It was both sobering and pleasing to read a long interview with the governor of Ekiti State, Kayode Fayemi, published last week in the online periodical Sahara Reporters. In that interview titled “My Ekiti Election Story,” Fayemi left no one in doubt that he understood the implications of his electoral defeat, even though he and his group had worked for a different result. A clear-headed analysis of current Nigerian politics, the interview showed him as simultaneously pragmatic and idealistic, with an engaging sense of history and political responsibility.

I don’t know Fayemi that well, and politicians are politicians, but taken together with his statement after reclaiming his victory in November 2010, the interview showed that, all told, there have been positive developments in Nigerian democracy since 1999, and the emergence of public figures of Fayemi’s orientation is one such development.

When I wrote recently that the problem with the outcome of the elections was the presence of Ayo Fayose as a candidate, my aim was to point to the example of politicians like Fayemi as a solution to that problem. It was a subtle argument, perhaps, and informed more by my intellectual concerns than political truisms that are slow to change. However, the triumphalism of Fayose and his party counted for little beside the fact that, in victory or defeat, Fayemi represented something hopeful in the country’s evolving politics.

It is necessary to clarify that this commentary is not about Fayemi as such, still less about the relatively decent politicians in the country, but about notable changes in the political system.

The question of Fayemi’s party, the All Progressives Congress, APC, being cut from the same cloth as the ruling party, PDP, will not go away easily. Nevertheless, it seems that Nigerian democracy is evolving, and the useful thing to do is to try and understand that evolution, knowing that historical change can be painfully slow. Nigerians who are inclined toward progressive politics have always imagined revolution as the preferred political change in the country, and many generations of Nigerians have made sacrifices to bring that about. I am not one to dismiss such a hope, and it is in the interest of our still-young history that that hope stays alive. The struggle continues, as the saying goes. But as another saying goes, Delicious is the taste of well-roasted meat, but what will we feed on while pining for the roast?

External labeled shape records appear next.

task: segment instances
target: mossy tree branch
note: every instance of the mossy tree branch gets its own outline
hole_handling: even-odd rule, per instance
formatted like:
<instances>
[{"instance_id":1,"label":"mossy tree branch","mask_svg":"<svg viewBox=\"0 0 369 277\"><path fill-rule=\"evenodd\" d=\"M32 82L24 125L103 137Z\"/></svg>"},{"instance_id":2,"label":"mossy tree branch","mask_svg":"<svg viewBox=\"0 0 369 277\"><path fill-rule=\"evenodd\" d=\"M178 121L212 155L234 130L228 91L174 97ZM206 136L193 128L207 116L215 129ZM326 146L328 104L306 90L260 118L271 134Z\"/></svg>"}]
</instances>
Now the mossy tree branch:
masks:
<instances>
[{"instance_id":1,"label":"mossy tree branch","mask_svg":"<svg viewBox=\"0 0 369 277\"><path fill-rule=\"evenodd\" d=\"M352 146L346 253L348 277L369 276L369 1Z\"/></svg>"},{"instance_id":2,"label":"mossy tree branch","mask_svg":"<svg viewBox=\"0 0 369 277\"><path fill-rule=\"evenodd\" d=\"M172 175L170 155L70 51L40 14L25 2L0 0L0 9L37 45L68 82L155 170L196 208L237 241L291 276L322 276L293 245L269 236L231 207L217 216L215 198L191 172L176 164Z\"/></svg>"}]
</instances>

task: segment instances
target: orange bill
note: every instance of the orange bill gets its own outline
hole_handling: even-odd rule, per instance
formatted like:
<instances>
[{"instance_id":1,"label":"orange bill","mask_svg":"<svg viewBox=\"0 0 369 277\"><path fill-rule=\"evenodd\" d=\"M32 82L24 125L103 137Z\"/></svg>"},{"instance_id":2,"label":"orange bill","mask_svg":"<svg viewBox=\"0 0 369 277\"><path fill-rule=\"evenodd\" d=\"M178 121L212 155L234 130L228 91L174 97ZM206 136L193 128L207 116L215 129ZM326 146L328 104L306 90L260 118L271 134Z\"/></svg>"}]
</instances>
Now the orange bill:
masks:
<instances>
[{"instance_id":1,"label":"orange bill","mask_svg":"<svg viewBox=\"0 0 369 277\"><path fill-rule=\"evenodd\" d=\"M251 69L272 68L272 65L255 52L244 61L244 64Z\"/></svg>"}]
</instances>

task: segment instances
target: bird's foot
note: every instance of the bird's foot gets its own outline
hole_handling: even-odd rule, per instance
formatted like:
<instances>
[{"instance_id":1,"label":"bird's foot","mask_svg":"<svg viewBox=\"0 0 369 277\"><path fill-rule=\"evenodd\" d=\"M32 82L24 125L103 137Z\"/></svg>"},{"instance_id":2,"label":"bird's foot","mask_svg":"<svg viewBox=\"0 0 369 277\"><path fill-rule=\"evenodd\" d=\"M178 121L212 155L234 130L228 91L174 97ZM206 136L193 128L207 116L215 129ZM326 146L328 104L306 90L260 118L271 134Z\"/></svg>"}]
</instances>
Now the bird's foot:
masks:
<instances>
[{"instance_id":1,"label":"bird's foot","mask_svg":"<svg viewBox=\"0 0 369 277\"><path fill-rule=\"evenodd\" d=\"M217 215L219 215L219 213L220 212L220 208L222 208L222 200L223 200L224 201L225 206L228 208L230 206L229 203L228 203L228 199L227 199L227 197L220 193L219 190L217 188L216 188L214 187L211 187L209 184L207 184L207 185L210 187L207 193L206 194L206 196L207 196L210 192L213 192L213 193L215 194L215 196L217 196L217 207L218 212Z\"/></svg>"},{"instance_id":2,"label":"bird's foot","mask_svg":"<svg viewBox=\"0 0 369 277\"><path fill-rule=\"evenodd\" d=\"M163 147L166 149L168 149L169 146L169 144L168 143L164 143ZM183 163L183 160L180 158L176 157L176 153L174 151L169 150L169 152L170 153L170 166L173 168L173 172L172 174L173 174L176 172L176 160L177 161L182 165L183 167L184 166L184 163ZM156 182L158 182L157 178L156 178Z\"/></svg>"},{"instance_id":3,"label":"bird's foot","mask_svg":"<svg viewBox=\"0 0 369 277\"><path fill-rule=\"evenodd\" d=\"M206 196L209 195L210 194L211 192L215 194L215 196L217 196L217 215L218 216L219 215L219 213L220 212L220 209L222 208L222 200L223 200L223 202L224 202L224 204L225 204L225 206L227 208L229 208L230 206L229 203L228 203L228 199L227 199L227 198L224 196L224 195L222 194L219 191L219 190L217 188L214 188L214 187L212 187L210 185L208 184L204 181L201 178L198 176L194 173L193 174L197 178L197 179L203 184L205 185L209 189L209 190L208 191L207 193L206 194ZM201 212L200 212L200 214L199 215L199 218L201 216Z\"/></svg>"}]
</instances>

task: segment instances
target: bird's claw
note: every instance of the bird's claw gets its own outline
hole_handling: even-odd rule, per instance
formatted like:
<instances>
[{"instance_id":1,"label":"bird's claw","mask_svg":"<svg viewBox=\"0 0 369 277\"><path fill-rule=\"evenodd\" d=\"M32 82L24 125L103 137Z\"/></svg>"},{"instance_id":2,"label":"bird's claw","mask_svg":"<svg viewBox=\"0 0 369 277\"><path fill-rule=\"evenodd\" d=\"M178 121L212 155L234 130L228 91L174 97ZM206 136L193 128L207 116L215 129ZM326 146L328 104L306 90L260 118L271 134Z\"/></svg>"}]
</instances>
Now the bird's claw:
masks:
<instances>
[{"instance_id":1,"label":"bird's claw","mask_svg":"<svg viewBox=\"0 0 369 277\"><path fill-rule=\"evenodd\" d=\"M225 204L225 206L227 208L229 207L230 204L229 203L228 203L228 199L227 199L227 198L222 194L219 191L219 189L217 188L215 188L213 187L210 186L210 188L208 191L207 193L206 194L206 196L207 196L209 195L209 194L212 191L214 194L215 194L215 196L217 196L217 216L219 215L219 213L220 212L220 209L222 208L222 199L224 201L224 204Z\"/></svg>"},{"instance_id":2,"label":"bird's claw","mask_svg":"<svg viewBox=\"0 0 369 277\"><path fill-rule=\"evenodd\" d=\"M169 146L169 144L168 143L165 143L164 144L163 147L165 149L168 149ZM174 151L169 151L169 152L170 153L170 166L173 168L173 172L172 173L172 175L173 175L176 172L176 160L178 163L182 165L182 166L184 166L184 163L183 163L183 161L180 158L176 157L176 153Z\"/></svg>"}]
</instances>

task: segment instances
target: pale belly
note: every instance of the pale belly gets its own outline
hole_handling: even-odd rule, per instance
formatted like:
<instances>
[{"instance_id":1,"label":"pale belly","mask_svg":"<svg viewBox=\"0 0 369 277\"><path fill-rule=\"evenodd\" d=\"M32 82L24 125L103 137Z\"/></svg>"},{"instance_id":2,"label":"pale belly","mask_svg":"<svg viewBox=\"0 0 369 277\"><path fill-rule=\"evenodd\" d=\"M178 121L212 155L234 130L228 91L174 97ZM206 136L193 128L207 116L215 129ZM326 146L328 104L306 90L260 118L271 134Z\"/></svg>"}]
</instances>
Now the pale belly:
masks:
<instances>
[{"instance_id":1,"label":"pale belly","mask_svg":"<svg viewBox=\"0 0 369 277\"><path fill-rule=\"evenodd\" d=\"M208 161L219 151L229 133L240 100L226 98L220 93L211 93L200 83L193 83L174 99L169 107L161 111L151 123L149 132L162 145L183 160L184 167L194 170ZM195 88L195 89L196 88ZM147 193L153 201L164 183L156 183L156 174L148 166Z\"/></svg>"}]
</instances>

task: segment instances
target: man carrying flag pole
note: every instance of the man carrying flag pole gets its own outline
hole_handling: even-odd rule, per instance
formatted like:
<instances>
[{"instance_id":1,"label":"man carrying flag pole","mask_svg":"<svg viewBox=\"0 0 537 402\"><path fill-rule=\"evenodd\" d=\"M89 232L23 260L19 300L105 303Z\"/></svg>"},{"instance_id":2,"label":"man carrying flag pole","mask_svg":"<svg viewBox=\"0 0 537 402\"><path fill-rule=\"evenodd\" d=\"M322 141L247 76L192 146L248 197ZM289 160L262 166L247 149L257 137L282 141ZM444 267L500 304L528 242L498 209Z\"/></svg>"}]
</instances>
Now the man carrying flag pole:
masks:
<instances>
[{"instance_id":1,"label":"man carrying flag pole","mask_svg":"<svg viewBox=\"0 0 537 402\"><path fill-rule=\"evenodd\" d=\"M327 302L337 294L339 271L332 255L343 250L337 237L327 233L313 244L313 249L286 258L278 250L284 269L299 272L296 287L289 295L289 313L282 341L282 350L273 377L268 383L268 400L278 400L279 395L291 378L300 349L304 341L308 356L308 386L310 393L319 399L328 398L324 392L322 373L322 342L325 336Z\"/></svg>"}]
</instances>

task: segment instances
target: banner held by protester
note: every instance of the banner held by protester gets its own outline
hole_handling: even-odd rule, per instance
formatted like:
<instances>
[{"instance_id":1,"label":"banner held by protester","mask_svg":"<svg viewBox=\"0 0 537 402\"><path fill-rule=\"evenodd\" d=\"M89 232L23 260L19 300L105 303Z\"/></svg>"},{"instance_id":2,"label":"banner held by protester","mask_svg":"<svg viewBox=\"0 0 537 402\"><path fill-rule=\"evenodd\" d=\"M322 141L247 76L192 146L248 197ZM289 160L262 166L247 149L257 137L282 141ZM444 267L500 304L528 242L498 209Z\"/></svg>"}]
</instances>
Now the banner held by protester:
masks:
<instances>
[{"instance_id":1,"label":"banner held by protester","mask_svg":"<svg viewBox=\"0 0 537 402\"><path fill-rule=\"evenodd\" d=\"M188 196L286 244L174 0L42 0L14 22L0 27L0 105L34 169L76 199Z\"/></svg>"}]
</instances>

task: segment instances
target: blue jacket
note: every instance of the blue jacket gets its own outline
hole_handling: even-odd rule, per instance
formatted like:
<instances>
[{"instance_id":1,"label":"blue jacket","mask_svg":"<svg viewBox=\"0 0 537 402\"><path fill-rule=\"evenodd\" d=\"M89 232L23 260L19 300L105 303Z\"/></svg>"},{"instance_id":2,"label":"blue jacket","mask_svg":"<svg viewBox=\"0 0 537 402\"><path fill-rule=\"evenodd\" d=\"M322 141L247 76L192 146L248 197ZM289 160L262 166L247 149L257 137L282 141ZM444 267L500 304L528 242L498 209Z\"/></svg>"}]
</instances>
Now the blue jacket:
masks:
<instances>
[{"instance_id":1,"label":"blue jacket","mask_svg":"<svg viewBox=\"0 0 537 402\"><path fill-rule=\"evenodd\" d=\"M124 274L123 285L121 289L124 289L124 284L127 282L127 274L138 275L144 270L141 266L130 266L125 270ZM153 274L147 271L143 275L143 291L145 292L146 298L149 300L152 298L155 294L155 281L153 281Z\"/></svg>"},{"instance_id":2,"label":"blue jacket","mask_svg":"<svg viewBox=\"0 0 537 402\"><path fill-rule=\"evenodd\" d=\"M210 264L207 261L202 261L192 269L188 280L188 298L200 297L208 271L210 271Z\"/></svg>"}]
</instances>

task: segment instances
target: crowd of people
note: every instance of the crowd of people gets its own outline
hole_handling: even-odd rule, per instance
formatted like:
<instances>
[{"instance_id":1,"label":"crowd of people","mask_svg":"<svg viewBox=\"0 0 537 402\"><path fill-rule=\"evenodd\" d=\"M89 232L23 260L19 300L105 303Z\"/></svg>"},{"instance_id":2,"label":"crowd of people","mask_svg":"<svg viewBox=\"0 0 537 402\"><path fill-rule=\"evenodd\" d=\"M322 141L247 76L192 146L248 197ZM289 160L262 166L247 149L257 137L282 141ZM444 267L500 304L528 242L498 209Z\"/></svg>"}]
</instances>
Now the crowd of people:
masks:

A statement that Fayemi made in that interview struck me as encapsulating his political morality, and I think he said something similar in one of his earliest statements after his victory was stolen in the 2007 elections. Asked by the interviewer why he conceded defeat to Fayose, the governor replied: “We felt we have a role to play in protecting this democracy no matter how flawed it is and that’s why I did what I did.

Two things come to mind here. First, commenting on a public exchange in 2007 between Bamidele Aturu and Olaitan Oyerinde (two left-leaning activists who are sadly no longer with us), the Marxist scholar Edwin Madunagu spoke of one as “waging a class struggle” and the other as “playing party politics.” Oyerinde was a spokesperson for Adams Oshiomhole, then making a transition from Labor Party to the Action Congress, and Madunagu argued that concerns for public office were decisive in Olaitan’s position in the exchange.  Aturu, however, had no such concerns in view.

The other case is more recent. At a point in his tribute to the great Nigerian socialist, Baba Omojola, who passed away in October 2013, Biodun Jeyifo, another Marxist scholar, wrote: “If revolution did not seem to be coming as passionately as he wanted it to, he looked to evolution, to gradual, incremental steps by which the same goals could be achieved. He was a radical and progressive humanist for all seasons.”

I have the highest regard for Madunagu and Jeyifo; their analyses have behind them loads of experience that we cannot treat with levity. Yet the point is to take Nigerian politics as history in the making. For whatever it is worth, there is something salutary in the paradox that political figures like Raji Fashola, Rauf Aregbesola, and Fayemi are emerging at a time like this. Perhaps it is still too early to tell, and definitely their emergence isn’t the revolution people have been working for. Imagine, though, the political intelligence of a Fashola in contrast to that of Raji Rasaki.

My point with using Fayemi as a case study is this: the experience of confronting theoretical knowledge of modern politics with the hard realities of a rentier state should be enriching for Fayemi, and be useful in his future political work. Nigeria as a country will be the better for it.